The Churchgoer is at once a cracking noir yarn and an introspective examination of the limits of belief and doubt. Late in the novel, Mark experiences his own “dark night of the soul”; with Mark trapped and in the dark, quite literally, this section allows Coleman to dive deep into Mark’s sensory experience and mental battle as he struggles for air. It’s a test of will as great as any faced by a Biblical hero (like Daniel tossed in the lion’s den), and Coleman renders the scene with language that recalls the opening of Genesis:

The silenced filled the darkness and the darkness filled the silence. Then the terror rose up.

Nothing. I was adrift in nothing. Nothing to see. Nothing to do. Nothing to hear, except my own breathing and whispered profanity.

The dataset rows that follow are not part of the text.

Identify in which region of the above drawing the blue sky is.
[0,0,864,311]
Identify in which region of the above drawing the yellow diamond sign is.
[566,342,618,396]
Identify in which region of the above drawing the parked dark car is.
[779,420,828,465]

Back against the wall, Mark finally encounters a situation that his quick wits and smooth tongue can’t get him out of. Like so much of The Churchgoer, this moment serves as a reminder: no matter how far we think the past is behind us, no matter how self-reliant we claim to be, there always comes a reckoning. In this case, the reckoning packs a punch, but so does Coleman’s unsentimental prose in this stellar debut.